Winter goes on to write that McGavran was a loyal friend to him personally but was doubtful about expending limited mission personnel on completely unapproached groups when groups were already penetrated and needed a discipling to the fringes. Townsend emphasized the practical undertaking of translating the Bible, which is happening among already reached groups, but he also highlighted the plight of groups isolated by language differences. The focus here is not as much on church planting as on getting the Word of God into local languages. Winter desires to clarify for this colleague the meaning of the phrase “hidden peoples.” Being aware of the early thinking about bypassed peoples, Winter feels as though the term “unreached” is a poor choice because of how it has subsequently been used in the phrase “unreached people,” which refers to unconverted individuals. The need in the world, however, is about groups who do not have a viable indigenous evangelizing church movement yet. Winter thinks that World Vision is not wise in their definition of an unreached people either, this being that the group is less than 20% Christian.

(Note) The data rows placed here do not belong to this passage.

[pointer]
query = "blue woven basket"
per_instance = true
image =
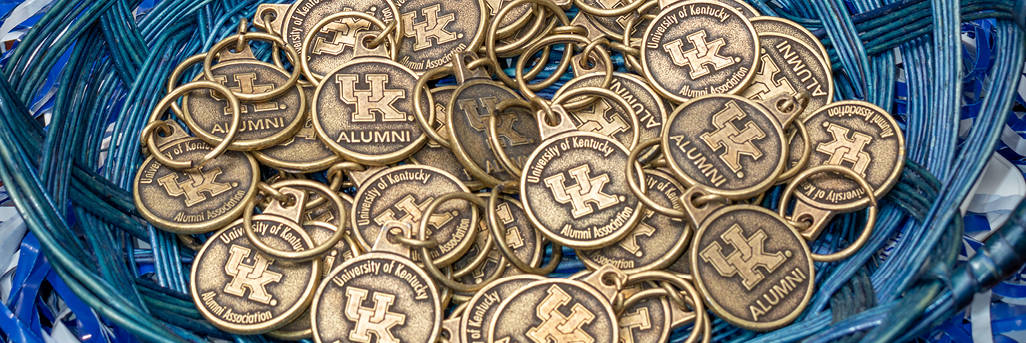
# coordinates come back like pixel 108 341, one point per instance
pixel 106 66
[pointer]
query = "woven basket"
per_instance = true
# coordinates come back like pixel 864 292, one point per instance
pixel 106 66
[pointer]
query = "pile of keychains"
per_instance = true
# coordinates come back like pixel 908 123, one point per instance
pixel 383 177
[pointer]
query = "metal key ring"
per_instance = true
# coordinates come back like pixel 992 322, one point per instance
pixel 806 153
pixel 870 218
pixel 508 254
pixel 636 188
pixel 313 253
pixel 429 264
pixel 608 94
pixel 155 122
pixel 293 59
pixel 304 51
pixel 696 300
pixel 570 41
pixel 496 144
pixel 419 90
pixel 490 43
pixel 597 11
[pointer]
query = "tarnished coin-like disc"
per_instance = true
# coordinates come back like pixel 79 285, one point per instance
pixel 742 7
pixel 377 297
pixel 242 291
pixel 753 269
pixel 264 123
pixel 554 310
pixel 320 233
pixel 433 30
pixel 472 104
pixel 336 42
pixel 648 320
pixel 520 236
pixel 575 190
pixel 696 48
pixel 726 144
pixel 615 26
pixel 364 111
pixel 861 137
pixel 436 155
pixel 195 201
pixel 786 67
pixel 302 153
pixel 656 241
pixel 784 27
pixel 480 309
pixel 604 116
pixel 402 194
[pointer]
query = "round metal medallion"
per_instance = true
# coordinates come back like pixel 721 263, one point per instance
pixel 554 310
pixel 786 67
pixel 320 232
pixel 726 144
pixel 656 241
pixel 472 104
pixel 434 30
pixel 378 297
pixel 334 44
pixel 195 201
pixel 242 291
pixel 752 268
pixel 648 320
pixel 304 152
pixel 781 26
pixel 263 124
pixel 575 191
pixel 520 236
pixel 364 111
pixel 608 118
pixel 696 48
pixel 403 193
pixel 861 137
pixel 436 155
pixel 481 308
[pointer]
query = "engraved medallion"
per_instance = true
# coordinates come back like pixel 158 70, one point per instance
pixel 554 310
pixel 196 200
pixel 784 27
pixel 520 236
pixel 434 30
pixel 336 43
pixel 616 25
pixel 726 144
pixel 696 48
pixel 242 291
pixel 264 123
pixel 436 155
pixel 605 117
pixel 656 241
pixel 787 67
pixel 472 104
pixel 402 194
pixel 302 153
pixel 480 309
pixel 364 111
pixel 648 320
pixel 320 232
pixel 752 268
pixel 861 137
pixel 742 6
pixel 378 297
pixel 575 190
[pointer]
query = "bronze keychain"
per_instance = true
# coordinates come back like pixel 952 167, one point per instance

Winter explains that the official Lausanne Strategy Working Group-backed definition faced immediate opposition globally on the grounds that the term “Christian” is ambiguous between the two absurd terms nominal or born again. “If ‘nominal,’ then many groups would make it as ‘reached’ which really weren’t, or if ‘born again’ then no group in the world would make it as ‘reached.’” For a brief time, the Strategy Working Group felt the pressure to speak of “born again Christians” and had to revise the percentage down to ten, five, and two. In the meantime, people at the U.S. Center for World Mission employed the term “hidden peoples” in all literature. Early in 1982, Ed Dayton of World Vision approached Dr. Winter with a proposal. If he and his staff accepted the term “unreached peoples” and gave up “hidden,” then World Vision would accept the U.S. Center’s “presence-or-absence-of-the-church” definition and would convene a meeting of mission executives suitably representing their groups to endorse that change. The meeting occurred, Winter confirms, in March of 1982 in Chicago and was sponsored by the Evangelical Fellowship of Mission Agencies and the Lausanne Committee. The change was official and Winter and his group stopped referring to “hidden” peoples although reluctantly because of the inherent disadvantages Winter sees in the word “unreached.”